Kasper Andersson Brandt


Game Programmer

GitHub LinkedIn CV


Gerda: A Flame in Winter


Narrative adventure
Worked on the prototype during my internship at PortaPlay
Unity | C#


Buy on Steam
Buy for Nintendo Switch

Things I Worked With



Unity

Plugins and Packages

As this was only a prototype, there weren't many people working on it. At the start we were two programmers and one designer, but after a short while the second programmer moved onto creating a new visual scripting system, leaving me as the only person writing code for the project. I sat in close physical proximity to the designer and almost exclusively worked on features he requested, to enable him to design the game and make the process as easy as possible for him. The rest of the time I would hunt for bugs and just fix, tweak, and polish the game as much as I could.

We used sevaral plugins and packages, most prominently PlayMaker and Dialogue System for Unity, which allowed the designer to create the content for the game using visual scripting. I mainly worked with these plugins by writing custom actions for PlayMaker exposing functionality to the designer, and modifying the Dialogue System editor to interface with our system for items and quests.

Towards the end of the internship, the prototype was effectly done and had served its purpose of testing the concept internally, as well as showcasing it to potential investors and publishers. Around this time, the new visual scripting system was ready to be tested in the game, and so I moved onto replacing PlayMaker and the Dialogue System with this new system, which had been the plan from the beginning. I made a list of all PlayMaker actions we were using, and created actions with the same functionality in the new system. As this was the first real test for this new system, I inevitably found some bugs and things to improve, some of which were fixed by the original creator, and some by myself.

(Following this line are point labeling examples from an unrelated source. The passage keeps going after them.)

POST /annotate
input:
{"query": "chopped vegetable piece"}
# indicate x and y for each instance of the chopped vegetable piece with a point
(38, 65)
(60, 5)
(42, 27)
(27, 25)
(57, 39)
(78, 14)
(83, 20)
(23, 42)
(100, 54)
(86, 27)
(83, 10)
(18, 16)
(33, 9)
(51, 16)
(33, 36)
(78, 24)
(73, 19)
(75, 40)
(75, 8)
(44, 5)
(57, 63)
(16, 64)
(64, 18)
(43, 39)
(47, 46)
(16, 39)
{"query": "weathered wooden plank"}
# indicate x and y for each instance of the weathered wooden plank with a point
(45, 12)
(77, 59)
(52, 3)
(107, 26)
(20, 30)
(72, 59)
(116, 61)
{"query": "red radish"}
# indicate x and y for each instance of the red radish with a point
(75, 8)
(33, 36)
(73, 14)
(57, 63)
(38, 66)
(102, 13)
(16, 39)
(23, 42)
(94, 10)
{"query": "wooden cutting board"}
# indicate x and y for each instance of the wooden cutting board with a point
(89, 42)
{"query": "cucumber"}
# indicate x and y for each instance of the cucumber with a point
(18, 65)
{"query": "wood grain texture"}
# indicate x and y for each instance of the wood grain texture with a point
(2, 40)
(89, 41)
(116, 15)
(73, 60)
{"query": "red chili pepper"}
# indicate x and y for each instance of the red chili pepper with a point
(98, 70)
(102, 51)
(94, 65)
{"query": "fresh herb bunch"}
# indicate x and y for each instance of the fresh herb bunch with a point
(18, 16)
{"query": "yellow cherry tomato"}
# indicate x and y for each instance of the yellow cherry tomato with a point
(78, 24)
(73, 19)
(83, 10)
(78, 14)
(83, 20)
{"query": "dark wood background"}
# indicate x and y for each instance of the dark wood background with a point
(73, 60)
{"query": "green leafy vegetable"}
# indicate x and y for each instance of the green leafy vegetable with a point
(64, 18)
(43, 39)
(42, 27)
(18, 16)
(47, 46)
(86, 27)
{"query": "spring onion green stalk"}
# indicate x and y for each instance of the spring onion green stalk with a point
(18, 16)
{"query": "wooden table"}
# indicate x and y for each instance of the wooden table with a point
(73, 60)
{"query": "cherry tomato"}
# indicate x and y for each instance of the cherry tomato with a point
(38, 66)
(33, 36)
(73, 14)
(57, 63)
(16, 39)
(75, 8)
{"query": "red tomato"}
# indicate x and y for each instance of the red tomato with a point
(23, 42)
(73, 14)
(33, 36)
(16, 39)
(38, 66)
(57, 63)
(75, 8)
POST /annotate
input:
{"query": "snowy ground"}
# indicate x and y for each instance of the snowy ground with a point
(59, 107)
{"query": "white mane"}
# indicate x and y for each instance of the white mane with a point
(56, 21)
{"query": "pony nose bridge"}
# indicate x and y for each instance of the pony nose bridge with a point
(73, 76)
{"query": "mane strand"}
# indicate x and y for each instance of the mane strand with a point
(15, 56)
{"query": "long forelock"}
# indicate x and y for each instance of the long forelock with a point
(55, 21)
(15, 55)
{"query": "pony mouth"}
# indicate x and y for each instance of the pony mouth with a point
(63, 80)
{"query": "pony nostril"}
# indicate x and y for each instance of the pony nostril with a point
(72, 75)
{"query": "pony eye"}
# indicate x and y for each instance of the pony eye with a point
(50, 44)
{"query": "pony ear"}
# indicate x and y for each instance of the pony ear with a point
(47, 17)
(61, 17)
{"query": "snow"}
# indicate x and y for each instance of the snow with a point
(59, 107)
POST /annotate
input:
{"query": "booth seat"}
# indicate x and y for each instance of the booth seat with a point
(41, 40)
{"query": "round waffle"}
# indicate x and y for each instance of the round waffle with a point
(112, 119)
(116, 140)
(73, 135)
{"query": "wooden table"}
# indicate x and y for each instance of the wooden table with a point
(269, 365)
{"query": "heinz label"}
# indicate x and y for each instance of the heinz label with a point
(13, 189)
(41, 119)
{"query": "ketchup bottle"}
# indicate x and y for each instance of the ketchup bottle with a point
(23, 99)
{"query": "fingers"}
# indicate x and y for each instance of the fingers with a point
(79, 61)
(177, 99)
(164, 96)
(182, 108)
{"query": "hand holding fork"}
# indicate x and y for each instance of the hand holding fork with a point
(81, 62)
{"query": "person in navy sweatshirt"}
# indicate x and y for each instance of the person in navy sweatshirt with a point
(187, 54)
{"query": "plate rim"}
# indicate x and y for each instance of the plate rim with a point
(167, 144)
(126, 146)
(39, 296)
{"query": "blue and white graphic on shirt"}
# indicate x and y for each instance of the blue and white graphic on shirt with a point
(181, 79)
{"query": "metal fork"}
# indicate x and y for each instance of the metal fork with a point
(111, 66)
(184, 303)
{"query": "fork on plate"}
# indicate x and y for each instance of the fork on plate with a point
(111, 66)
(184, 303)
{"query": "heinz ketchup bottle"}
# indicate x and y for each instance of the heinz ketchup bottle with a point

Dialogue System for Unity, as far as I see it, is a good general purpose dialogue system, but I had been forced to fight with it a fair bit to make it do exactly what we needed, and even then there were things beyond my control. Due to this, it was with great relief that I made a new dialogue system using the new visual scripting system. As I had been working with the old dialogue system for months, I knew exactly what we needed for the project, and was able to create just that in only two days. When this was all done, I spent the remainder of my internship working on improving the new visual scripting system, making the editors a bit nicer for example.

The internship taught me a lot about working with Unity and programming in C#. It also gave me valuable experience from working in a team and making a game full-time for several months.